Controlling web tension is essential for applications like printing, packaging, and textile processing. For a high-quality process and to ensure rapid throughput, it is essential to have precise control over the material’s tension and speed. This article describes the typical architecture of a web tension control application and emphasizes the essential elements needed for its motion coordination.
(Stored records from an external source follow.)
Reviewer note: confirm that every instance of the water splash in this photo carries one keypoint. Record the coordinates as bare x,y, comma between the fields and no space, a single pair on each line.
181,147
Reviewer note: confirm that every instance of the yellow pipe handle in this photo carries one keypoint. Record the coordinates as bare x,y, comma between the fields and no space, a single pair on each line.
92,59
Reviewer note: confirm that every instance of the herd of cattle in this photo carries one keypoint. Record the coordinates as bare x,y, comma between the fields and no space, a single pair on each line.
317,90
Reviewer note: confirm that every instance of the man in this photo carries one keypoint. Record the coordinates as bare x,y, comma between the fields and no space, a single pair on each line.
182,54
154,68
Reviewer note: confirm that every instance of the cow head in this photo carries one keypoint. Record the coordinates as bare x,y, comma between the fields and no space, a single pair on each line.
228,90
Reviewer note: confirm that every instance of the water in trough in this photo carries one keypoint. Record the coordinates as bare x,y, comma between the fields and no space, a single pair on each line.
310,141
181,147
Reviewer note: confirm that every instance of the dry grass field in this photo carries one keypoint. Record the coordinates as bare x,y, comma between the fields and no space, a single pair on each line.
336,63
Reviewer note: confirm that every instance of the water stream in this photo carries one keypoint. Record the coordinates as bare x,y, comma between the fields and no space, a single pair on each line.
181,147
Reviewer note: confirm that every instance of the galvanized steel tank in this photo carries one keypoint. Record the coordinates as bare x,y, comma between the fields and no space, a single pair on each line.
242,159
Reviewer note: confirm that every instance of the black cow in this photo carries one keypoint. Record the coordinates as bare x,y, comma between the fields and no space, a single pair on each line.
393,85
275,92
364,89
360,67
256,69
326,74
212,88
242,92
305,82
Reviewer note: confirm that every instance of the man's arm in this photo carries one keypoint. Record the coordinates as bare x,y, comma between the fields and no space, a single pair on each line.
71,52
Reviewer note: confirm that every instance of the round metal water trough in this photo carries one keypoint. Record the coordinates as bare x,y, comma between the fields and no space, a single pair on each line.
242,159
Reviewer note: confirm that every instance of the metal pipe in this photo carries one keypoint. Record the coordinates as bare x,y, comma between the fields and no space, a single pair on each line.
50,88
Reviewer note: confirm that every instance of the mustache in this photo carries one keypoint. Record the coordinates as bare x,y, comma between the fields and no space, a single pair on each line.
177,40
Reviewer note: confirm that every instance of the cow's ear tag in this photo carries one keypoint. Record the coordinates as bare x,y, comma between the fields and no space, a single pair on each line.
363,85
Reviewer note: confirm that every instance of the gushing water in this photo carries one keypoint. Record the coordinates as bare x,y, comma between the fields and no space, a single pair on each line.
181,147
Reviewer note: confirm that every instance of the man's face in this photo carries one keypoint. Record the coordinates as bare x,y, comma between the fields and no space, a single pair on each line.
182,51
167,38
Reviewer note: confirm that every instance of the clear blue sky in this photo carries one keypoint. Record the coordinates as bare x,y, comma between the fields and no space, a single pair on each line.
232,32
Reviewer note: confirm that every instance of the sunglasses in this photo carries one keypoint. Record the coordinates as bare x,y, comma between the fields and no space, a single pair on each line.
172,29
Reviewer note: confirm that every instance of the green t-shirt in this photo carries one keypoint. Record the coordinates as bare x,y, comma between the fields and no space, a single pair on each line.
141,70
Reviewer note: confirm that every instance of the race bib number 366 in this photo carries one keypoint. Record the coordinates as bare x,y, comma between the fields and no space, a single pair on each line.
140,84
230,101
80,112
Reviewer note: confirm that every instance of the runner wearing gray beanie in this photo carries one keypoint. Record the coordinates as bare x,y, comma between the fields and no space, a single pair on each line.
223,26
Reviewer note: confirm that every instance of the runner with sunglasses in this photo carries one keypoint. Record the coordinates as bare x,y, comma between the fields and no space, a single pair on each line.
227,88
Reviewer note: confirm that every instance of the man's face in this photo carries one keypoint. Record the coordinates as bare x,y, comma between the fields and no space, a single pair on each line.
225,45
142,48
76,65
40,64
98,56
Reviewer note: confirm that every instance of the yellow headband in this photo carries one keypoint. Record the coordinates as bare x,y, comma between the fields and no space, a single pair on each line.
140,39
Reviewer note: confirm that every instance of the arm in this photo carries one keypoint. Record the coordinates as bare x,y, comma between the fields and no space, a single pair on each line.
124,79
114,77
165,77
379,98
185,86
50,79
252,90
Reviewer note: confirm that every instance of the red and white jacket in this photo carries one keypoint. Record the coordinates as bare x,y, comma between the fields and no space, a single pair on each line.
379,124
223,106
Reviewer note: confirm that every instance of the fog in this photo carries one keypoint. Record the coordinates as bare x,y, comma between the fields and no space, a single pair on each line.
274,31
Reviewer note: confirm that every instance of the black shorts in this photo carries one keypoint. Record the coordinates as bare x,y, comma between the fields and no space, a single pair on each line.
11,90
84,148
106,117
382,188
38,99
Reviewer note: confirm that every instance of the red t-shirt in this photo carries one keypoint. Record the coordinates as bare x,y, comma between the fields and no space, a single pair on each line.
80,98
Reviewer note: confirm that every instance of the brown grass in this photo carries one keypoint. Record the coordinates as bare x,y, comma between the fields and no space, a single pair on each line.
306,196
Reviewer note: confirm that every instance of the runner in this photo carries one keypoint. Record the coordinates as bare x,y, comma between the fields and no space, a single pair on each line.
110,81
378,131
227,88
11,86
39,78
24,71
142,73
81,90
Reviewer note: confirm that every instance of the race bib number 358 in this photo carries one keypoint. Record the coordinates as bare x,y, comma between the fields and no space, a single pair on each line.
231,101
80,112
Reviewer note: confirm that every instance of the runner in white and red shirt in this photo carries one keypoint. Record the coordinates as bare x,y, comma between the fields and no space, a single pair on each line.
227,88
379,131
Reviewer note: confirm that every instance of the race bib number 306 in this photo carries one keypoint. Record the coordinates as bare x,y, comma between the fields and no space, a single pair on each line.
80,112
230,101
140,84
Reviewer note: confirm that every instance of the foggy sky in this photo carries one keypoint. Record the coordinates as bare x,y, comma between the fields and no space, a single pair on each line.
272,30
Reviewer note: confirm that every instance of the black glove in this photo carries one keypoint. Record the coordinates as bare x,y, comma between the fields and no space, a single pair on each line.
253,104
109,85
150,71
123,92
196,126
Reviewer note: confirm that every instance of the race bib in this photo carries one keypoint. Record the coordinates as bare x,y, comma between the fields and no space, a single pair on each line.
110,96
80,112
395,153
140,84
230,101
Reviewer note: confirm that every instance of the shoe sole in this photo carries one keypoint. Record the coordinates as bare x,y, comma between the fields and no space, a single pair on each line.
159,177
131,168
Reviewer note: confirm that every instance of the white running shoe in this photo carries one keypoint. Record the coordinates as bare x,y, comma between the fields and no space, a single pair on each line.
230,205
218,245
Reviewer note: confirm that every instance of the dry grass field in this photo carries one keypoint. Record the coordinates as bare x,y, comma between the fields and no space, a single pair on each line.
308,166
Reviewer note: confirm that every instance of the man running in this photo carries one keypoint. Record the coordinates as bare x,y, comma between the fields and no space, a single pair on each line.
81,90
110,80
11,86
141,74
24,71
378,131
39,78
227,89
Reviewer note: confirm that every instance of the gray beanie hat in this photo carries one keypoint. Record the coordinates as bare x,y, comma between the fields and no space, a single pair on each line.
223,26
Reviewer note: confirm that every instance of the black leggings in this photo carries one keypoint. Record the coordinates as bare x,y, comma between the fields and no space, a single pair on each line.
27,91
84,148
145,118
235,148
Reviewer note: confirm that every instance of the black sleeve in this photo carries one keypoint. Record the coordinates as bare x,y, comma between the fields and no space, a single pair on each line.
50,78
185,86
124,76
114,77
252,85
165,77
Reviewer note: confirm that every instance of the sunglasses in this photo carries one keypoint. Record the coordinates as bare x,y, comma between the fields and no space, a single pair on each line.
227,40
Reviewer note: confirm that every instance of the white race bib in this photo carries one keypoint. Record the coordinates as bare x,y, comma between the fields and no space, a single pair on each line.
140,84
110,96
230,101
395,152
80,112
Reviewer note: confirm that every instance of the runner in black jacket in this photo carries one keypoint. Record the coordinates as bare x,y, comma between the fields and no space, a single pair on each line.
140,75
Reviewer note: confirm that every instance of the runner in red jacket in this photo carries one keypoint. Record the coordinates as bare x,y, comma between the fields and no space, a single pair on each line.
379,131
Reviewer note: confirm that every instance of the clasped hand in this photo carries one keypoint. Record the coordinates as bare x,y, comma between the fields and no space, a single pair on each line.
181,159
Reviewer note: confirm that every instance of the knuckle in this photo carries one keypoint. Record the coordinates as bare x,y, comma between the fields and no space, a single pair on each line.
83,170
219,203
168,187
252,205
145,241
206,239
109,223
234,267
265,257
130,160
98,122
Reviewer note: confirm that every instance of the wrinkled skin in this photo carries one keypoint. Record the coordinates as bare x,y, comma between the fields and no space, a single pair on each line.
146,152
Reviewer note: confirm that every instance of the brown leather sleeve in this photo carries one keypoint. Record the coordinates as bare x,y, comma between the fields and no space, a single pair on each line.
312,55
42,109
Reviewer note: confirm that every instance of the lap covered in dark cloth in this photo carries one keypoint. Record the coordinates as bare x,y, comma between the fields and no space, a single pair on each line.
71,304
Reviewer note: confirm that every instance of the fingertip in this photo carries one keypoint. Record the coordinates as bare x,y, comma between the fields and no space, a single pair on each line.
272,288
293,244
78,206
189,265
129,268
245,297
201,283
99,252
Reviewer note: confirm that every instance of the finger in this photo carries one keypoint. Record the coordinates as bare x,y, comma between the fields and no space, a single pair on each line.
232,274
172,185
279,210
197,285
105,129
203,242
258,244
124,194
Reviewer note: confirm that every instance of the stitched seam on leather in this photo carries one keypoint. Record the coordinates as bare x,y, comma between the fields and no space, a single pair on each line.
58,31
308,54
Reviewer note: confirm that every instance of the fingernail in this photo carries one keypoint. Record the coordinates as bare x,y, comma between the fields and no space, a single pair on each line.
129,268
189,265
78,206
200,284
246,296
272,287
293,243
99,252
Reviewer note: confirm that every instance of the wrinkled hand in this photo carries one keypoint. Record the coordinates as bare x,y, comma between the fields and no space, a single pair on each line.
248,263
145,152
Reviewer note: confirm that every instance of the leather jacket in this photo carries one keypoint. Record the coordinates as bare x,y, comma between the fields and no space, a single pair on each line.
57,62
Processing sheets of materials like textiles or paper requires an application for controlling web tension. When arranged in the machine, the material looks like a web, interlaced between unwinding and rewinding spools along a route that includes the processing station. No matter the goal of the processing element, be it printing, cutting, or laminating, maintaining the ideal tension of the material is essential for ensuring processing quality and safeguarding the material’s integrity and shape
A closed loop system, typically involving DC or brushless motors, is essential to maintain precise control of the material’s tension. As the unwind motor feeds the material from the unwinding spool, its torque must decrease in line with the spool’s continually reducing diameter. Conversely, at the rewind motor, the terminus of the operation, the torque must increase to match the growing diameter of the rewind spool as the material is wound on.
While these two axes can maintain the general tension of the material, they cannot alone control the material’s speed with a sufficient level of precision. Any mismatch between these two axes could cause the material to stretch or jerk, presenting processing challenges at the critical stage.
Constant speed control
To achieve the constant speed required to process the material with precision, independent speed control must be applied through the web’s internal zone. Positioned after the unwinding spool motor, a lead drive sets the line speed as the reference for the synchronisation of the process stages, such as cutters or printers, including the feed speed to the downstream stages.
After the processing stage, the follower drive axis controls material tension within the process zone by modulating torque based on tension sensor feedback, while the master drive maintains the line speed. Without this follower axis, tension fluctuations could arise, leading to disruption, misregistration, or even breakages in the material. However, even very small discrepancies between the lead drive’s velocity and the follower’s torque response can create tension fluctuations that impact the quality of the processing stage. As a result, a compliance device, such as a dancer, which is a spring-loaded arm, is required to smooth-out this difference.
Integral to the control of the web tension machine, an additional component of the compliance device is a position sensor. The position sensor provides accurate web tension feedback by measuring the deflection of the dancer arm and adjusting for the arm geometry. Instead of a dancer, a sensor device like a strain gauge could also perform an equivalent feedback signal.
Managing speed and torque
While the lead drive is commanded with a velocity provided by the motion controller, feedback from the tension sensor is used to continually modulate the torque commanded by the controller to the follower drive. As a result, key control capabilities include precise command of the lead drive’s velocity loop and the follower’s current (torque) loop, which helps smooth tension during material processing. Techniques that minimise tension oscillation are also important, such as electronic damping in the servo filter, and frequency-based compensation using digital filters like biquads.
A challenge in web tension control arises when the web must accelerate or decelerate instead of moving at a constant speed. This could happen during machine start up, as well as part of intermittent or indexing processes. During these speed changes, the inertia of the web material and the rollers can also change the tension. To resolve this, a feedforward compensation signal, derived from the acceleration profile of the motion controller, can be applied, helping to anticipate and counteract tension changes before they occur.
For processes that require the highest levels of precision, application-specific software code might also be required. Bespoke programming could compensate for non-standard geometries of the web path, or specific properties of the material, such as temperature, tension, or deflection tolerance. For example, the increased complexity of layering multiple composite sheet webs can benefit from user-customisable control software.